# Loris by Metrograde Goods



## CanH8r (Dec 3, 2013)

I have always been intrigued about how Eric of Metrograde built his slingshots. I PM him about a TTF that I was interested, in because I love the way his band attachments work. Besides shooting TTF I am a big fan of the pfs. I asked him if he had ever made one, being curious of what he would come up with. He told me that he had some ideas but had not yet moved on the project. Surprisingly, after a short period, Eric PM me about the Loris. Well needless to say when I received it I was extremely pleased to hold and check it out. The way the tube attachments work is soo cool and clean. It fits extremely well in my hand. I got to spend some quality time with it and figured that I could shoot it two different ways. I can easily hold it sideways and aim with it or I can hold it vertically and shoot it like a pfs. Very cool hybrid slingshot! I felt the tubes that came with it were better suited for sideways target shooting, so I made up a set of tubes and pouch that I normally outfit my pfs' with. Wow, it shot great as a pfs, very comfortable and smooth with tube length and pouch that I preferred when shooting pfs. I then switched out the tubes with very small tubes that I had made up with a magnet pouch to shoot bb's. Again it was very smooth and felt like it was designed to shoot bb's. With a couple quick easy twists of an Allen wrench; I can change the purpose of the Loris from being an accurate target shooter, to a super fun pfs, and a bb shooter as well.

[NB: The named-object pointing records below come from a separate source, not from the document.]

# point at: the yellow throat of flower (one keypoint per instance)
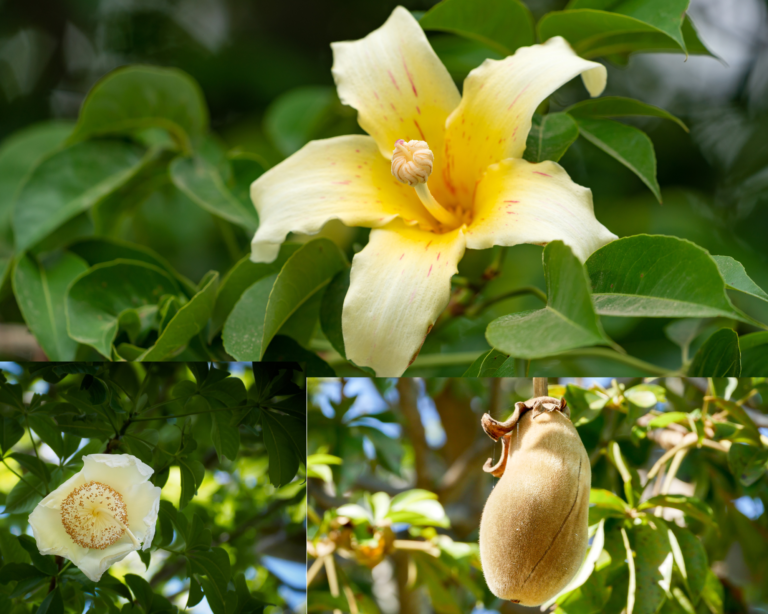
(412, 163)
(94, 515)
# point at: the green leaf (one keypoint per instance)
(486, 364)
(139, 97)
(748, 463)
(10, 433)
(226, 438)
(96, 250)
(192, 474)
(297, 116)
(629, 27)
(203, 183)
(52, 604)
(69, 182)
(657, 276)
(550, 137)
(695, 560)
(33, 465)
(585, 405)
(652, 549)
(187, 323)
(502, 25)
(19, 154)
(331, 309)
(627, 144)
(618, 106)
(97, 298)
(719, 356)
(736, 278)
(567, 322)
(241, 277)
(305, 273)
(24, 496)
(283, 436)
(693, 507)
(40, 292)
(285, 349)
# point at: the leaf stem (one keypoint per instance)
(34, 447)
(21, 477)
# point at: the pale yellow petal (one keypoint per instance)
(344, 178)
(519, 202)
(399, 87)
(400, 283)
(500, 96)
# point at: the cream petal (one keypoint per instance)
(398, 85)
(343, 178)
(400, 283)
(519, 202)
(500, 96)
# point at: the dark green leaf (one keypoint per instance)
(192, 474)
(296, 117)
(10, 432)
(486, 364)
(550, 137)
(69, 182)
(502, 25)
(627, 144)
(748, 463)
(226, 438)
(331, 308)
(617, 106)
(52, 604)
(188, 322)
(241, 277)
(284, 439)
(736, 278)
(657, 276)
(695, 508)
(97, 298)
(567, 322)
(203, 183)
(718, 357)
(137, 97)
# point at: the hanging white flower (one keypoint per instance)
(99, 516)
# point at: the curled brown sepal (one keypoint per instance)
(502, 430)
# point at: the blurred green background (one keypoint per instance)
(264, 68)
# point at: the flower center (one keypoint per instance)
(412, 164)
(94, 515)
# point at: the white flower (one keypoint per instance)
(99, 516)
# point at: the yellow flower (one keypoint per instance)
(439, 173)
(99, 516)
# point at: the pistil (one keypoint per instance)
(412, 164)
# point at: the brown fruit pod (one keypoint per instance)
(534, 528)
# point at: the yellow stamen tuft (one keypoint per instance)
(94, 516)
(412, 164)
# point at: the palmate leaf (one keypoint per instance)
(502, 25)
(284, 438)
(567, 322)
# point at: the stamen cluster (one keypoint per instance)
(94, 515)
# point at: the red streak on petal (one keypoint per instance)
(392, 77)
(423, 138)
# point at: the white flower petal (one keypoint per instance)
(519, 202)
(500, 96)
(400, 283)
(344, 178)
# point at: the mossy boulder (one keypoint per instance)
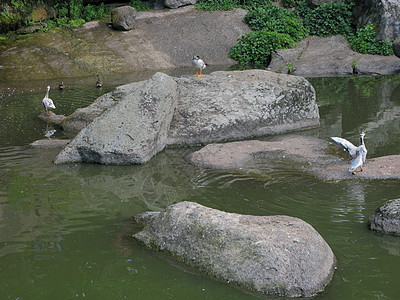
(277, 255)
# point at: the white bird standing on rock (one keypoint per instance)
(47, 102)
(198, 64)
(358, 154)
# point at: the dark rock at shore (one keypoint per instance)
(277, 255)
(49, 143)
(386, 219)
(123, 17)
(337, 59)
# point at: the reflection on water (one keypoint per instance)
(65, 230)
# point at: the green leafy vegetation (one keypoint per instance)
(276, 19)
(292, 3)
(327, 19)
(213, 5)
(256, 48)
(364, 42)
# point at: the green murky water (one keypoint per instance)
(65, 230)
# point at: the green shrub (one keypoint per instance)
(276, 19)
(333, 18)
(93, 12)
(257, 47)
(292, 3)
(302, 9)
(364, 41)
(213, 5)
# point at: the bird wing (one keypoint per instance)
(346, 145)
(359, 160)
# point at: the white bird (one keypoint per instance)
(47, 102)
(198, 64)
(358, 154)
(99, 83)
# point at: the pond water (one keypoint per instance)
(65, 229)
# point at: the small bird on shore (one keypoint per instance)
(358, 154)
(99, 83)
(198, 64)
(47, 102)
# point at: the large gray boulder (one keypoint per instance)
(304, 153)
(178, 3)
(82, 117)
(386, 219)
(277, 255)
(131, 131)
(216, 107)
(123, 17)
(242, 104)
(384, 14)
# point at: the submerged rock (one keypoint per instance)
(131, 131)
(52, 118)
(242, 104)
(277, 255)
(308, 154)
(386, 219)
(49, 143)
(220, 106)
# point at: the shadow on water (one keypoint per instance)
(65, 230)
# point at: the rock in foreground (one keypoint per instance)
(131, 131)
(136, 121)
(277, 255)
(386, 219)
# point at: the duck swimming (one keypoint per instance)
(47, 102)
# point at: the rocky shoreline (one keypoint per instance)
(95, 48)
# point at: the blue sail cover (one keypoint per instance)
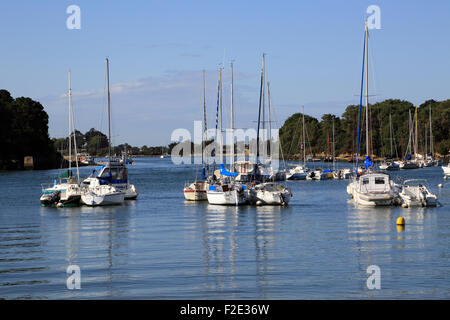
(368, 163)
(227, 173)
(204, 173)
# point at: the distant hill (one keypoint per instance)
(319, 133)
(24, 132)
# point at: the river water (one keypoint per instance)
(161, 247)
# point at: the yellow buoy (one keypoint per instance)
(400, 221)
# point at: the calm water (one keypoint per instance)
(161, 247)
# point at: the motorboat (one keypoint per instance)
(101, 195)
(114, 173)
(317, 174)
(344, 173)
(389, 166)
(297, 173)
(416, 193)
(196, 191)
(64, 193)
(226, 194)
(373, 189)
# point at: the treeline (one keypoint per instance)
(319, 134)
(95, 143)
(23, 133)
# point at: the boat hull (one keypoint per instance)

I really like the Loris because of its comfort, compact forks, and quick easy versatility. Whenever I travel I plan on packing the Loris (along with the different tube set ups) so I can have a slingshot fit for different shooting situations.

Eric is an extremely pleasant person to deal with who is very conscientious about his customer service. I now have two slingshots made by him and am very pleased to have them in my collection. Thank you Eric, the Loris is an extremely fun comfortable and functional shooter!


----------



## S.S. sLinGeR (Oct 17, 2013)

I have one of his shooters as well. Great product and service!


----------



## Metropolicity (Aug 22, 2013)

Weeee! First Loris in the wild!

Happy to have brought joy to your slinging ways, I am totally going to make up a bunch of bandsets and bring them along with me to Hong Kong next week.


----------



## Mr.Teh (Feb 28, 2012)

Looks like fun, happy shooting :wave:


----------